Petitioner filed an appeal with the Board of Immigration Appeals on November 21, 1991, claiming that the immigration judge's refusal to grant a change of venue was an abuse of discretion and a violation of due process. On October 1, 1993, the Board of Immigration Appeals affirmed the immigration judge's decision, noting that where an alien has been notified of a hearing and fails to appear, the immigration judge may conduct the hearing in his absence. The Board stated that petitioner "at the very least, had the obligation to appear for the [scheduled] hearing or obtain a continuance rather than ignore the scheduled hearing as he did."
Analysis
We agree with the Board of Immigration Appeals that the denial of petitioner's request for a change of venue and the in absentia deportation order were not abuses of discretion or violations of due process.
The immigration judge's refusal to grant petitioner's request for a change of venue was clearly not an abuse of discretion. Under 8 C.F.R. Sec. 3.19, deportation proceedings may be transferred from the INS district in which the order to show cause was filed only when "due cause" can be shown. Factors to be considered in determining if a change of venue should be granted include administrative convenience, expeditious treatment of the case, the location of witnesses, and the cost of transporting evidence and witnesses. Matter of Valazquez, 19 I & N Dec. 377 (BIA 1986). Since Gawel refused to admit his alienage and deportability, witnesses from the El Paso INS district would have had to be called to Chicago to testify that petitioner acknowledged to them that he was a Polish citizen and that he overstayed his visitor's visa. Furthermore, this Court agrees with the government that "[i]f petitioner could afford to go to Texas on vacation, he could afford to go to Texas to attend his hearing" (Br. 16). In these circumstances, it was not an abuse of discretion not to grant a change of venue.

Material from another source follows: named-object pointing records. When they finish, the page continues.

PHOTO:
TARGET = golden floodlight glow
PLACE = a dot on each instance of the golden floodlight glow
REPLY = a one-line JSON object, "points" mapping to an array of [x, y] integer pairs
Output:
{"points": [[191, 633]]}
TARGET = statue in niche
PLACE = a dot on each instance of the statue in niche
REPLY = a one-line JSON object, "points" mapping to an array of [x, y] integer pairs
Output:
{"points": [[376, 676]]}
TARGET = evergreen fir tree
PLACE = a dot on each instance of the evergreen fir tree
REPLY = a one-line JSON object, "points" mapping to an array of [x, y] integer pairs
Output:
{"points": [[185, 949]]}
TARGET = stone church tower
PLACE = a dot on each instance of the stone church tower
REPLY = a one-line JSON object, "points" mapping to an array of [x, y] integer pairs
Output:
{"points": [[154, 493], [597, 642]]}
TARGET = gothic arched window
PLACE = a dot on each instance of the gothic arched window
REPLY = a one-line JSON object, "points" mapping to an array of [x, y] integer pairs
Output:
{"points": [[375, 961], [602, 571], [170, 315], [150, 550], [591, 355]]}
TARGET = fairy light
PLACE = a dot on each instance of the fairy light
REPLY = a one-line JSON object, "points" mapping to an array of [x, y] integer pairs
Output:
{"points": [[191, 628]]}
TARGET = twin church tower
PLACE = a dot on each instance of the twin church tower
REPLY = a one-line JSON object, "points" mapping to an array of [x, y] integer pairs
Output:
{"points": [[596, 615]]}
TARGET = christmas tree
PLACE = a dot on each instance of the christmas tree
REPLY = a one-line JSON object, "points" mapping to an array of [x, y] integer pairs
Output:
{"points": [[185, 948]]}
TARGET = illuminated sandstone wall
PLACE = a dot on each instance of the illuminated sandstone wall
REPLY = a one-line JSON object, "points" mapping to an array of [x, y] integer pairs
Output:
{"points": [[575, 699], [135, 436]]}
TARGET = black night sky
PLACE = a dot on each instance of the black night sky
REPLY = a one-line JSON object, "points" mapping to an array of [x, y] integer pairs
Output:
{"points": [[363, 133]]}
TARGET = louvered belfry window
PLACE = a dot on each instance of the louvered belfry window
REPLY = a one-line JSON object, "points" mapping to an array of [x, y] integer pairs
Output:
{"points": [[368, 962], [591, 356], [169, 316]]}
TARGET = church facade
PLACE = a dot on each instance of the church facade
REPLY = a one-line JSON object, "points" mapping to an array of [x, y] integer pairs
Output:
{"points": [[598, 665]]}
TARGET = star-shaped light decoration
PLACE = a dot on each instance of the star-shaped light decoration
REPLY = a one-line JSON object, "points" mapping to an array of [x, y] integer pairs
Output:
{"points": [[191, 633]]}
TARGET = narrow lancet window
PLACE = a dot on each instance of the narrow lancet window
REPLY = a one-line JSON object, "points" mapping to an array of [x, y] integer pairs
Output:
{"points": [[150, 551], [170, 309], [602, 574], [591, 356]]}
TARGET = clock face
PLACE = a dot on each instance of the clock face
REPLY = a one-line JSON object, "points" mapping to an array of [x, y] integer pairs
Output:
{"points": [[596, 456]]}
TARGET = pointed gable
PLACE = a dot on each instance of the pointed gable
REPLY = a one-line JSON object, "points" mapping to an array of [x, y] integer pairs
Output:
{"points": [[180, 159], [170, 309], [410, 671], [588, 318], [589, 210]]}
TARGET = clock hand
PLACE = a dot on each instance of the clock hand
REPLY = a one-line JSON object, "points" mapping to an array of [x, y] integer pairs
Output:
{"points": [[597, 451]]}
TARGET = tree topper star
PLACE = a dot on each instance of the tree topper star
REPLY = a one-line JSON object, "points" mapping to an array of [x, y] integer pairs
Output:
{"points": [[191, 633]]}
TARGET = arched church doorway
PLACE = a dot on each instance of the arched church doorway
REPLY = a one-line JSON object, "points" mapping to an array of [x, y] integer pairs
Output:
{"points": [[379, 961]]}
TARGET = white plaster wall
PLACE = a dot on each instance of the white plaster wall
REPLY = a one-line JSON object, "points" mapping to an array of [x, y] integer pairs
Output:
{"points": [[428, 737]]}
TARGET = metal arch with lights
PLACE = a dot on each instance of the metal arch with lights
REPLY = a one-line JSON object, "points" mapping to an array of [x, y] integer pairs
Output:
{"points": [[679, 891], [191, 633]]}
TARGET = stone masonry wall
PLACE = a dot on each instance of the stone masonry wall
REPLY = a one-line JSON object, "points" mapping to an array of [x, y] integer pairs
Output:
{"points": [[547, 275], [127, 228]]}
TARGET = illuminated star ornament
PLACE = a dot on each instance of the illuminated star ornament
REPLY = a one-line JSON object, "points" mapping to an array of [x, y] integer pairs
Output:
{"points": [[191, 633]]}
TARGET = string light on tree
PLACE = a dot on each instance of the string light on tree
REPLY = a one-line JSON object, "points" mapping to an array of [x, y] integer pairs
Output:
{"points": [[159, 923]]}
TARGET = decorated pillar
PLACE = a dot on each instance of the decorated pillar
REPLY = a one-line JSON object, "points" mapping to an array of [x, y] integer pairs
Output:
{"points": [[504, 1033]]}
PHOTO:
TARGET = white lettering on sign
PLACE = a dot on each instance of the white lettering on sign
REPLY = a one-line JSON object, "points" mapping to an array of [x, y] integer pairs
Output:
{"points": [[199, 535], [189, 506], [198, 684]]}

Nor did the immigration judge's refusal to grant a change of venue deny petitioner due process. Petitioner made no showing that a change of venue was vital to obtain counsel or to assure the presence of witnesses or that there was any evidence in Chicago to support his claim for relief from deportation. See Baires v. INS, 856 F.2d 89, 92 (9th Cir.1988). Petitioner thus failed to demonstrate that the immigration judge's refusal to change venue prejudiced his rights to a fair hearing. Cf. Patel v. INS, 803 F.2d 804, 806-807 (5th Cir.1986); Nicholas v. INS, 590 F.2d 802, 809-810 (9th Cir.1979).

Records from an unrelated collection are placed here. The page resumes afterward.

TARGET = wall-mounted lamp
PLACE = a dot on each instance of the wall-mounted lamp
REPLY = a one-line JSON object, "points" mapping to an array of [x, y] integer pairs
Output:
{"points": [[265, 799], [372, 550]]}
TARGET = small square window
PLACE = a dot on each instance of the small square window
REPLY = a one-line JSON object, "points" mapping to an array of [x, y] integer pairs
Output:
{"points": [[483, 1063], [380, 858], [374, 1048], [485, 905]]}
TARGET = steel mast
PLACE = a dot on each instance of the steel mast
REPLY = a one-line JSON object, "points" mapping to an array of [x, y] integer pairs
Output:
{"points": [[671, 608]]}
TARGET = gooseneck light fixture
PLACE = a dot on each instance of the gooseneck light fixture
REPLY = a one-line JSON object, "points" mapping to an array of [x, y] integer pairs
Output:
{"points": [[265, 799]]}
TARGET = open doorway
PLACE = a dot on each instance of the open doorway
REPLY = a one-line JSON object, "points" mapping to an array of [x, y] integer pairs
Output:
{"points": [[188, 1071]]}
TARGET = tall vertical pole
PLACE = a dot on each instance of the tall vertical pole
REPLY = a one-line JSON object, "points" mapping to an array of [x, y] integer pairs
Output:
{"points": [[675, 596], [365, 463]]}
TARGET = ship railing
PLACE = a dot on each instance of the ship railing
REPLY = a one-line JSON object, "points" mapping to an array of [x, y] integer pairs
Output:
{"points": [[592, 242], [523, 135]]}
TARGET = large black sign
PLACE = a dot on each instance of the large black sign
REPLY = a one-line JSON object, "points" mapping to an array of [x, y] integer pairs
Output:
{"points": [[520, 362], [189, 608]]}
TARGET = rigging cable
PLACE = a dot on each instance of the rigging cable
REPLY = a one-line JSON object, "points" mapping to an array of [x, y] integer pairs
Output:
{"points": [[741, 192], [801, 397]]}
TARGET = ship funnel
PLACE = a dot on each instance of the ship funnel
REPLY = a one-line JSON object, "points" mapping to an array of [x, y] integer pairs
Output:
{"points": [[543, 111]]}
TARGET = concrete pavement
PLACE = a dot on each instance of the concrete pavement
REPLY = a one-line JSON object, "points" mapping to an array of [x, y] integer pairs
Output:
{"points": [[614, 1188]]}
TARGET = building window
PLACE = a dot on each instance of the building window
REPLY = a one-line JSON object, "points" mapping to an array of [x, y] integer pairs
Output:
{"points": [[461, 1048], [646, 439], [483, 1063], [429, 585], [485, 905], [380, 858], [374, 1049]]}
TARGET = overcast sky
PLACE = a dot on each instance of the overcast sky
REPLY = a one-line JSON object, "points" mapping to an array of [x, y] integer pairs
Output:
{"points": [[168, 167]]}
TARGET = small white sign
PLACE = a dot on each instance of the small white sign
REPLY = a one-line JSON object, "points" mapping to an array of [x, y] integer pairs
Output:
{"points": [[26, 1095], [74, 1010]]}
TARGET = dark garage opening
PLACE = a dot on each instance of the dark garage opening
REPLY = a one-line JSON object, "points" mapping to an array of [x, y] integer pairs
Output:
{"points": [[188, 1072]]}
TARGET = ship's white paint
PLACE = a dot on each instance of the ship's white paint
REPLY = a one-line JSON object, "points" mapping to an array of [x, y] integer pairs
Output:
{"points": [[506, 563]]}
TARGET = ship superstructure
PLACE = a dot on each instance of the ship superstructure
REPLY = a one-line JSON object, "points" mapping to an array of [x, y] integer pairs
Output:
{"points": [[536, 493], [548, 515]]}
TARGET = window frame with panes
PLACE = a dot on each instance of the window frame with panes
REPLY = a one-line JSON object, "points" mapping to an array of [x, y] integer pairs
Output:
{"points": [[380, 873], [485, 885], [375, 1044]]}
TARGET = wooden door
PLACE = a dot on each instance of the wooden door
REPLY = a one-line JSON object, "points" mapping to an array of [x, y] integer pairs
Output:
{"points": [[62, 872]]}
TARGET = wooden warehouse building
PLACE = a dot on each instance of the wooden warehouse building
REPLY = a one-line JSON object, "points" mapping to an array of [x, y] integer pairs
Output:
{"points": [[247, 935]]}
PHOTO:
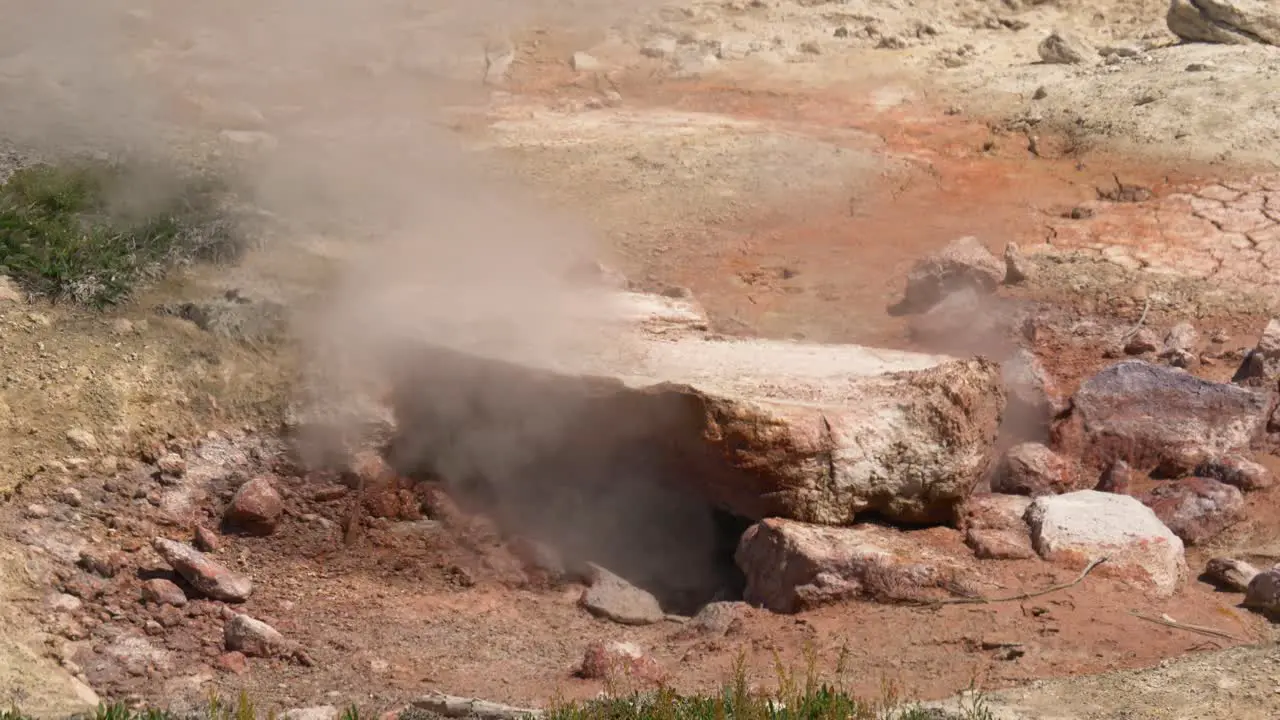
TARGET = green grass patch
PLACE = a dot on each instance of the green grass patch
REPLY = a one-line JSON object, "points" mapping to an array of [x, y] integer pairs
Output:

Since petitioner has failed to show that the immigration judge acted improperly, the denial of deportation relief must be sustained. Petitioner was afforded a reasonable opportunity to appear at the deportation proceeding in El Paso and failed to avail himself of that opportunity. It was, therefore, appropriate for the hearing to proceed in his absence. INS v. Lopez-Mendoza, 468 U.S. 1032, 1038-1039. His failure to appear in El Paso waived his right to be present and permitted the immigration court to proceed with the hearing. Id.; United States v. Dekermenjian, 508 F.2d 812, 814 (9th Cir.1974). Moreover, since the record before the immigration judge was devoid of any apparent relief from deportation available to petitioner, the immigration judge was warranted to conclude that petitioner was deportable. Finally, because the petitioner had been in this country less than seven years when his hearing was held in 1991, he had no right to suspension of deportation under Section 244(a)(1) (8 U.S.C. Sec. 1254(a)(1)) to justify moving the hearing to Chicago.
The order of the Board of Immigration Appeals is affirmed.